Library And CLI¶
This repository now exposes a lightweight layer-1 interface in addition to the web app.
Python API¶
Use the importable API when you want to call the synthesizer from a notebook or another Python project.
import pandas as pd
from privsyn_tabular import synthesize_dataframe
df = pd.read_csv("input.csv")
result = synthesize_dataframe(
df,
method="privsyn",
epsilon=1.0,
dataset_name="toy",
)
result.synthesized_df.to_csv("synthetic.csv", index=False)

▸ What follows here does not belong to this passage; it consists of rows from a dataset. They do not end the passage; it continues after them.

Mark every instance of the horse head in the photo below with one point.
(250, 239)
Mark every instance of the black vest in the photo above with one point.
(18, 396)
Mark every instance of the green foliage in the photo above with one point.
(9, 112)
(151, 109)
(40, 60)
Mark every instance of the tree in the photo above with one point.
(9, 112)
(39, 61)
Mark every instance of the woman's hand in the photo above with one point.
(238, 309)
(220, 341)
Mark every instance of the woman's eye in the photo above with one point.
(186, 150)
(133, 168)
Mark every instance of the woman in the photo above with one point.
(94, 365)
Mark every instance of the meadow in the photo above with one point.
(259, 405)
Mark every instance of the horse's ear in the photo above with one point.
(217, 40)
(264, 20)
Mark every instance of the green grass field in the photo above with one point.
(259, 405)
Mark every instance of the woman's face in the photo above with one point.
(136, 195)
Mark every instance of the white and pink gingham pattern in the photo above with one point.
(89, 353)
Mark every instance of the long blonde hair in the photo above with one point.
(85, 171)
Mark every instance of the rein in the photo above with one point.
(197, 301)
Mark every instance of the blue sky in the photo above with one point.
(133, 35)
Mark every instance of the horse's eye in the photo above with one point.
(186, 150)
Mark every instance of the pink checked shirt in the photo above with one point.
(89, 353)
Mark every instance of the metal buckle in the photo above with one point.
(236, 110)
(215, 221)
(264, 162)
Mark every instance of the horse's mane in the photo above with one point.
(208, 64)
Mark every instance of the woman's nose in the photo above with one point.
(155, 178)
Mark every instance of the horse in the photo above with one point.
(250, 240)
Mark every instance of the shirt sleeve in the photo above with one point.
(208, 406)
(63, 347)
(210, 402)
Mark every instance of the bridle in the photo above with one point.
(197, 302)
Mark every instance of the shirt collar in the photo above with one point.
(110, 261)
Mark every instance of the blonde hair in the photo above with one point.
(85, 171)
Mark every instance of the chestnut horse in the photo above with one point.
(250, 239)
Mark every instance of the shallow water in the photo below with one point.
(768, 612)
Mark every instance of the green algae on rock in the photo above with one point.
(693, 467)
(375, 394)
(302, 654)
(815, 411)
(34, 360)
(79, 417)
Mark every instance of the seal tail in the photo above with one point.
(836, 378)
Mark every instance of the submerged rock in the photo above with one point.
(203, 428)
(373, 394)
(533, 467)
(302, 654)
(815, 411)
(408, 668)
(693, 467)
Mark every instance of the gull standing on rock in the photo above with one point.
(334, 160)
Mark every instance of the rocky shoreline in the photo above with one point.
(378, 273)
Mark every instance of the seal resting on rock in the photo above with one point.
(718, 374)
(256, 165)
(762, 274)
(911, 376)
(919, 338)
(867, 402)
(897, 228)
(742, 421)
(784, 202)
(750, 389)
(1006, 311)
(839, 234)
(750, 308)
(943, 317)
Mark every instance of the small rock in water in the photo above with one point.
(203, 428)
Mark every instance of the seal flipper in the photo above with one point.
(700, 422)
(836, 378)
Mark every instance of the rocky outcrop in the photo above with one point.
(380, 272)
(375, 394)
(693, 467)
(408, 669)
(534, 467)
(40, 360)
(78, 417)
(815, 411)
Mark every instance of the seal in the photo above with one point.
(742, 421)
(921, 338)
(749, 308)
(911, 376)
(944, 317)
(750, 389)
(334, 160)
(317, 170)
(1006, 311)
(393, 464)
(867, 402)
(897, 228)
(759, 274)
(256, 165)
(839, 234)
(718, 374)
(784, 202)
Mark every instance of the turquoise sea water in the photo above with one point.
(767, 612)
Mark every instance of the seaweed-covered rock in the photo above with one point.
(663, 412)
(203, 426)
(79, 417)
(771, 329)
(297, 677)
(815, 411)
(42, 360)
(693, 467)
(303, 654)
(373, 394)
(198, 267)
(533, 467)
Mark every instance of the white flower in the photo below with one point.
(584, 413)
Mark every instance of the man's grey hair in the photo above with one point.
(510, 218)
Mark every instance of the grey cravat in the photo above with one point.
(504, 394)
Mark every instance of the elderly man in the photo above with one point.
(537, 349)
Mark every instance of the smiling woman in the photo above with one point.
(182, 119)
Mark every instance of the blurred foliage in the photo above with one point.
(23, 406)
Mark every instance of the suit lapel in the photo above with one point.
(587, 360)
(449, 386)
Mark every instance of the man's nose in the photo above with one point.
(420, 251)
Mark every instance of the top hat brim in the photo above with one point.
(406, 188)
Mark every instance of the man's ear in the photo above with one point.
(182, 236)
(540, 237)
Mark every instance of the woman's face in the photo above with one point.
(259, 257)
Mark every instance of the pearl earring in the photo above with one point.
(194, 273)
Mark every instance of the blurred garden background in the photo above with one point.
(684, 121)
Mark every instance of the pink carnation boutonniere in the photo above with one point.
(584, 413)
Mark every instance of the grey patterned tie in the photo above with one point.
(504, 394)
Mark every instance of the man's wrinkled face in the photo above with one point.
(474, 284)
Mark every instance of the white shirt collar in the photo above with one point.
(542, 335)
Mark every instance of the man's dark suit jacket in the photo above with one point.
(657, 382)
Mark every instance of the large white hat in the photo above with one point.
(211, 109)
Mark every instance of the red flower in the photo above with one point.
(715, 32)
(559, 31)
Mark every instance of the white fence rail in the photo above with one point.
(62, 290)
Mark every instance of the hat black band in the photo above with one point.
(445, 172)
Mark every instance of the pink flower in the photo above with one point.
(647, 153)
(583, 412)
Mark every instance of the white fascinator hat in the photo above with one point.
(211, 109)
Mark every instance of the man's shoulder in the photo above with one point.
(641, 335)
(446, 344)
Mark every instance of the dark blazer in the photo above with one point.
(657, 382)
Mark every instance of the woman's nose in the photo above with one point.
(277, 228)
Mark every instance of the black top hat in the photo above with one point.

The return value includes:
synthesized_dfdomain_datainfo_dataconfig
If domain_data and info_data are not provided, the library reuses the same metadata inference helpers as the web workflow.
CLI¶
You can run the same flow from the shell:
python -m privsyn_tabular synthesize \
--input sample_data/adult.csv \
--output temp_synthesis_output/adult_synth.csv \
--method privsyn \
--epsilon 1.0 \
--write-domain-json temp_synthesis_output/domain.json \
--write-info-json temp_synthesis_output/info.json
After packaging or editable install, the console script is also available as:
privsyn-tabular synthesize --input input.csv --output synthetic.csv
Installation¶
For local development, the simplest path is:
python3 -m venv .venv
source .venv/bin/activate
python3 -m pip install -r requirements.txt
python3 -m pip install -e .
That keeps the web app, library, and CLI using the same checked-out source tree.
Why This Layer Exists¶
The library / CLI layer is intentionally separate from the web deployment story:
- it is the easiest prototype to run on local machines, notebooks, or RC software environments,
- it keeps the synthesis code usable even when web hosting is not available,
- it provides the lowest-friction delivery layer for campus or project-team adoption.